Савельев бежал вдоль берега, крича Бурчалу и всматриваясь в каждое шевеление. Но тщетно. Может быть, его затащило под корягу, а может, унесло дальше, в Колыму, в которую здесь впадают все реки. Савельеву было жалко Бурчалы до слез, так он привык к своему спасителю и бескорыстному кормильцу. Он отлично понимал - если бы не пес, ему не выжить, давно бы умер от голода. И еще было ясно - даже если Бурчало каким-то невероятным образом остался жив, то все равно его унесло слишком далеко, и вряд ли они еще когда-нибудь встретятся, разве что чисто случайно.
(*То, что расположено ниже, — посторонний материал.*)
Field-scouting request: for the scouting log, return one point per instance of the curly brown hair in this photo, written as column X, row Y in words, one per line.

Он уже проклинал себя за то, что вообще затеял этот переход. Ну, какая разница, где мокнуть - на том берегу, или на этом? Так нет, захотелось быстрее! Вот и получил... И сам едва выжил, и друга погубил.
Долго бежать сил не хватило, и скоро Савельев выдохся. Сначала перешел на шаг, потом плюнул, повалился прямо на мокрую траву и закрыл глаза. Все равно вода была и сверху и снизу, а на нем не осталось ни одной сухой нитки. Правда, кусок обожженной ваты он завернул в старую клеенку и положил на самое дно рюкзака, но после купания наверняка вата промокла. Так что согреться у костра он сможет только когда выйдет солнце и можно будет высушить трут.
Как будто подслушав его мысли, природа смилостивилась. Дождь стал утихать и скоро прекратился совсем. В облаках появились разрывы, и в них проглянуло солнце. Савельев поднялся и вдруг уловил боковым зрением какое-то движение вдали. Повернулся и увидел, как по берегу огромными прыжками к нему несется целый и невредимый Бурчало...
Глава 10. Артель без старателей
Тронуться в путь удалось не сразу. Снова вышло солнце, и Савельев целый день, развесив на деревьях, сушил одежду и ботинки, разложив на камнях, спасал подмокшее мясо. Первую ночь после паводка пришлось померзнуть, потому что обожженная вата высохнуть не успела, и добыть огонь в этот вечер не удалось. Бурчало несколько раз бегал на охоту, но за все время принес всего один трофей - облезлую белку.
Уже назавтра вода стала падать, ручьи вошли в свои берега, и Савельев отправился дальше. Он не считал, сколько дней они с псом шли вниз по речке. Тем более, не знал пройденного расстояния. Речка прихотливо петляла между сопок и, наверное, они прошли раз в десять больше, чем если бы двигались по прямой.